Progetto Cantoregi è ospite alla XXIII edizione del festival Il Sacro Attraverso l'Ordinario, organizzato da Il Mutamento Zona Castalia: giovedì 10 novembre alle ore 21 presso il Teatro Astra di Torino (via Rosolino Pilo, 6) porta in scena Il Prete Giusto, spettacolo del 2009, liberamente tratto dall'omonimo libro di Nuto Revelli, scritto da Vincenzo Gamna (scomparso quest'anno) insieme con Marco Pautasso e diretto da Koji Miyazaki, che vede la recitazione corale di sedici attori.
L'ingresso è libero, fino a esaurimento posti.
Il Prete Giusto è la testimonianza di un uomo, sacerdote nelle valli cuneesi, che ha incarnato il senso di giustizia e ha difeso senza indugi i valori della democrazia e della solidarietà. Uno spettacolo che, alla stregua del libro di Revelli, si propone come antidoto contro le amnesie che sembrano avvelenare l'Europa di oggi e che celebra la grandezza dell'impegno verso gli altri. Uno sguardo lucido non solo sul passato, ma anche sul presente e sul nostro futuro, che riflette sulla necessità di non chiudere gli occhi sia di fronte alle richieste di aiuto quotidiane sia di fronte alle emergenze umanitarie
Il Prete Giusto è la storia di don Raimondo Viale (1907-1984), parroco tra le montagne sopra Cuneo, partigiano durante la Seconda guerra mondiale, riconosciuto come Giusto perché riuscì a salvare tanti ebrei dalla morte e dai campi di concentramento. Spirito libero e vicecurato a Borgo San Dalmazzo ai tempi del fascismo, venne condannato al confino ad Agnone in Molise per un'omelia in occasione dell'ingresso dell'Italia in guerra. Dopo l’8 settembre 1943 riprese il suo posto come parroco e, nonostante i rischi enormi dovuti all'occupazione tedesca, si impegnò a trovare case, baite, rifugi, cibo a centinaia di profughi ebrei provenienti dalla Francia, farli arrivare a Genova e imbarcarli verso paesi più sicuri. Un'opera per cui la commissione dello Yad Vashem di Gerusalemme attribuì al sacerdote nel 1980 l'onorificenza di "Giusto tra le nazioni".

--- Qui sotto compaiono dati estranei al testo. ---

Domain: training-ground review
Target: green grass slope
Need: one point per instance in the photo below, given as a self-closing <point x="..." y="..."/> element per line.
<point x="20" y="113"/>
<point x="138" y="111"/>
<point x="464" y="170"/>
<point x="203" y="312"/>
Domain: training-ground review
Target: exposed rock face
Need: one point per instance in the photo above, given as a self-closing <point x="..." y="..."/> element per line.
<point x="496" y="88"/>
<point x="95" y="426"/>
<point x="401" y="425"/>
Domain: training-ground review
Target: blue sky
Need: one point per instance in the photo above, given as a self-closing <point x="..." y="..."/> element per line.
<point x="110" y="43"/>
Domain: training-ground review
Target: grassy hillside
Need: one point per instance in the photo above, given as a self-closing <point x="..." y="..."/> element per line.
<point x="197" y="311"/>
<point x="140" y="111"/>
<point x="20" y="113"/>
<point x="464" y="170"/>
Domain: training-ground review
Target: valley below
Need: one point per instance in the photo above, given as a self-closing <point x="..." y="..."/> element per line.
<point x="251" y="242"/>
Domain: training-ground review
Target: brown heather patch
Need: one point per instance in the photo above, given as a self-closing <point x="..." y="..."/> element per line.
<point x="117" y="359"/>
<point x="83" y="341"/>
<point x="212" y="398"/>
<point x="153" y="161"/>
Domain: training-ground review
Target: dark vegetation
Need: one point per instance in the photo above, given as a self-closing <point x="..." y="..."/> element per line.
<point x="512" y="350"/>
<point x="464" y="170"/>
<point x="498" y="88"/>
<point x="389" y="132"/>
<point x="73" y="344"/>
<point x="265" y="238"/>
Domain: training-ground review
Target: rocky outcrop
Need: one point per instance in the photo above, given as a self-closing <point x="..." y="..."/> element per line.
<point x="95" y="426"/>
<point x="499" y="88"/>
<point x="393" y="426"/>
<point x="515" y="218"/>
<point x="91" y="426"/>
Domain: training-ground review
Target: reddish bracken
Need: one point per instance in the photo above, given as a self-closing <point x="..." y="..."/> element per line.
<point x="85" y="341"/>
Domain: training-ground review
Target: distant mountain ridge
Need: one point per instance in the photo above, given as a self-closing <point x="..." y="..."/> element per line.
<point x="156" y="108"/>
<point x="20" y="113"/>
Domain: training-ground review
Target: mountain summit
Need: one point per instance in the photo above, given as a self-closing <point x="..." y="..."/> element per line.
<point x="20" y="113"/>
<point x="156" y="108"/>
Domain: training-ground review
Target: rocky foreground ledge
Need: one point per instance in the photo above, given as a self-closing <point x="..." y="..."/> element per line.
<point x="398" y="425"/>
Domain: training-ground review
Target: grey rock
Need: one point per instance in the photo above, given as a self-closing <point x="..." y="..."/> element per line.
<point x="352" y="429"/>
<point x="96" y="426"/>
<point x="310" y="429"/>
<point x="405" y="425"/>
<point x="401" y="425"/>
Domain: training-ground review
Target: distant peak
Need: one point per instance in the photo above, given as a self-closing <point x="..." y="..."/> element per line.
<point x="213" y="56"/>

Ma aiutò anche i partigiani. Li aiutò in quanto prete, trafugando un cadavere di una delle vittime dell'eccidio di Boves per vegliarlo e dargli sepoltura, o confortando i tredici partigiani catturati dai nazisti in Val Grana prima della fucilazione, così come, dopo la liberazione, confessò e comunicò le spie fasciste condannate a morte. Ma fu capace anche di scontrarsi con il comunismo, che non ebbe mai paura di definire una dittatura militaresca, ma anche e duramente con la gerarchia ecclesiastica, fino a trovarsi sospeso a divinis e cacciato dalla sua parrocchia.
Vincenzo Gamna spiegava così lo spettacolo: «Nella nostra pièce teatrale “il prete giusto” non compare, o meglio, la scenografia ne circoscrive la presenza a brevi apparizioni, cadenzate come occasionali annotazioni di un diario. Quella che proponiamo è l’immagine di una figura assorta in se stessa, irrigidita in una dolorosa riflessione interiore, che sembra consegnarsi allo struggimento, alla luce livida della solitudine. Ma ad evocarlo, ad onorarlo, a dire della sua vita, dell'intensità che risplende dietro le sue parole e i suoi gesti, abbiamo incaricato simbolicamente chi sceglie sempre, responsabilmente e senza ambiguità, fuori dall'appartenenza generazionale, di resistere all'oblio, di non cedere alla smemoratezza».